Although empathy machines sound intimidating, they’re helping fill the human limitations in integrated patient care. The question is ‘Can technology benefit a patient’s life beyond what a doctor can?’
Here are some examples of how emotion AI is already in practice– Twill (formerly Happify) is an Intelligent Healing platform in mental health care that uses AI to learn about one’s health needs and guide each person to the needed care, thus shortening the gap between need and care. Its health chatbot provides personalized care and supports essential to one’s health and well-being.
– LUCID uses cutting-edge Emotion AI to improve health & wellness with the power of music. Its AI recommendation system leverages biometrics and self-assessed data to interpret an individual’s emotional mood and suggests therapeutic music. Its music therapy effectively reduces stress and enhances mood.
Areas of caution No matter how efficient AI’s perform, the cautionary point is that human emotions are complex with a lot of strings attached. Also emotions are variable and volatile. How people react in different scenarios and age groups are highly subjective. Involving AI wit emotions can raise a lot of alarms.

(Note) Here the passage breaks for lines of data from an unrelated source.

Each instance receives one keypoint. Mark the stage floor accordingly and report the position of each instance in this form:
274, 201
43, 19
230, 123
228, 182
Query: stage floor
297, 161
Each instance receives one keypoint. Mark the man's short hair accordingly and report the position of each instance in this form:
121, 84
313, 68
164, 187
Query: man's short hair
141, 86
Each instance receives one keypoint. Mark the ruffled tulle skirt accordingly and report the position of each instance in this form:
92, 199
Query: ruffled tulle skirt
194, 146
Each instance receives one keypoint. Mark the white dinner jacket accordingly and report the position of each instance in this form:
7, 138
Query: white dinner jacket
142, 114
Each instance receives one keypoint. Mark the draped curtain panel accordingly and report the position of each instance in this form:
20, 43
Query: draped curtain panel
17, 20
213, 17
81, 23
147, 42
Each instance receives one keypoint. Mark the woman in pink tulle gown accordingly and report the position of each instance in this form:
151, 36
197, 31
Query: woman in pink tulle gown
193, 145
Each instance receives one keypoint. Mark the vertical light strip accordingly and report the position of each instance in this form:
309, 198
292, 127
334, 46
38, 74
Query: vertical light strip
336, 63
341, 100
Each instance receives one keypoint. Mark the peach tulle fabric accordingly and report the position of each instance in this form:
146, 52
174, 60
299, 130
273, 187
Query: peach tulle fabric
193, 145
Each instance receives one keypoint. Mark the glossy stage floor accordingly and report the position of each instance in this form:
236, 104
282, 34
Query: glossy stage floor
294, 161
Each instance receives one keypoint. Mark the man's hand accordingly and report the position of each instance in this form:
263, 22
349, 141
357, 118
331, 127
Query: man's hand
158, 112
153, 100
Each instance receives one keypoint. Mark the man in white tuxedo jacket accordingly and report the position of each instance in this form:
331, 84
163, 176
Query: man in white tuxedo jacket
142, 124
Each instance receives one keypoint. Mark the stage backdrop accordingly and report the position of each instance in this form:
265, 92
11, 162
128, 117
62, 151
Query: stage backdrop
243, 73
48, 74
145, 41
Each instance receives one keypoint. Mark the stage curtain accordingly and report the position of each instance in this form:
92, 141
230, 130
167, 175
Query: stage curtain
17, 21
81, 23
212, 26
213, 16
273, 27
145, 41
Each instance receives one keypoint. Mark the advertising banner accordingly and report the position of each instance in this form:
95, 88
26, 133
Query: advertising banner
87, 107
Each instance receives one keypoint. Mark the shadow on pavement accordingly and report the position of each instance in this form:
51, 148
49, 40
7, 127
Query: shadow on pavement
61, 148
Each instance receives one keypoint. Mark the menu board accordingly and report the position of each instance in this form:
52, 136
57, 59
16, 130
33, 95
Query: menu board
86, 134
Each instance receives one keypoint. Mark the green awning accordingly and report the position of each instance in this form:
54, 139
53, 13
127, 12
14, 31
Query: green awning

Accurate recognition and insight generation can be challenging to emotional AI. Optimizing an accurate recognition model can prove to be inherently difficult and controversial. Hence the potential for misuse is enormous. There’s a gut reaction (stemming from Hollywood movies) that if machines understand emotion, they could gain sentience and potentially manipulate our emotions.
Rather than questioning if AI can be used for emotional analysis, organizations must decide if it should be. Emotional AI can, within narrow confines and situations, be useful such as making interactive voice response (IVR) more human-like in a limited context. Whereas it makes more sense to pass an irate customer to a human agent than a machine.